長さもそうですが、物語も映像も暗そうだし。。。
ただ、巷のいくつかの感想を読んで、後悔したくはないと腰を上げました。

結果は・・・見逃さないで本当に良かった!
最初は、物語の軸、登場人物(メインキャラは4人)たちの輪郭などがつかめず苦戦。
(お恥ずかしながら、最初の1時間は睡魔との戦いあせあせ(飛び散る汗)
だが、ある程度把握できてからは、のめり込みました。
途中、何度か『牯嶺街少年殺人事件』を思い出す場面も。。。

「天才か!」って叫びたくなった見応えある構図の数々。
中でも、長い貨物列車が低音を響かせ、いつまでもいつまでも、やるせなく流れてゆく場面は絶品!!
それは、紛れもなく、登場人物たちに重くのしかかっている不幸不運続きのメタファー。

ただ、全体的に長回しが多くて・・・。
また、会話が終わっても、カメラは沈黙を取り続けるんです。
これが効果的な場面もあったとは思ったけど、でも、でも、ちょっと観ているのが苦痛になった時もあったのは事実。

また、メインの人物以外の被写体がぼけている。
(これって正式には何っていうの?out of focus?)
これが、なんというか・・・勇気というか、挑戦というか、いやはや、おったまげました。
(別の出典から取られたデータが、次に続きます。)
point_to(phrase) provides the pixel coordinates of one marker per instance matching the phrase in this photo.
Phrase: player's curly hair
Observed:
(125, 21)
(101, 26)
私は詳しくないですが、フー・ボー監督、ハンガリーのタル・ベーラ監督を師を仰いでいたようですね。
(この前『サタンタンゴ』見逃してしまったし・・・たらーっ(汗)

犬、ケーキ、マッチ棒、老人ホーム。。。
印象的な場面の数々。

中でも、面白かったのが、老人ジンが、中盤あたりからずっと手に持っている、ビリヤードのキュー。
杖代わり?というわけでもない感じで、改めて考えたら、英語の「cue」って、きっかけとか、手がかりとか、合図っていう意味があるのよね。
キューをずっと手に持っていたのは、惨めな現実から逃げ出すための、何か手がかりを求めて・・・という意味だったのかもしれない。

エンディングが、めっちゃいいんです。
それまでの暗さに耐えてきたのが、報われたというか・・・。
4時間の先にあの場面で本当に良かった!!

全体的には・・・もうちょっと短くてもよかったのでは?とは思いました。
それでも、フー・ボー監督の才能をスクリーンから目に焼きつけられたことが嬉しい。
でも、次作がもう無いということが・・・あまりにも寂しく、哀しく、残念です。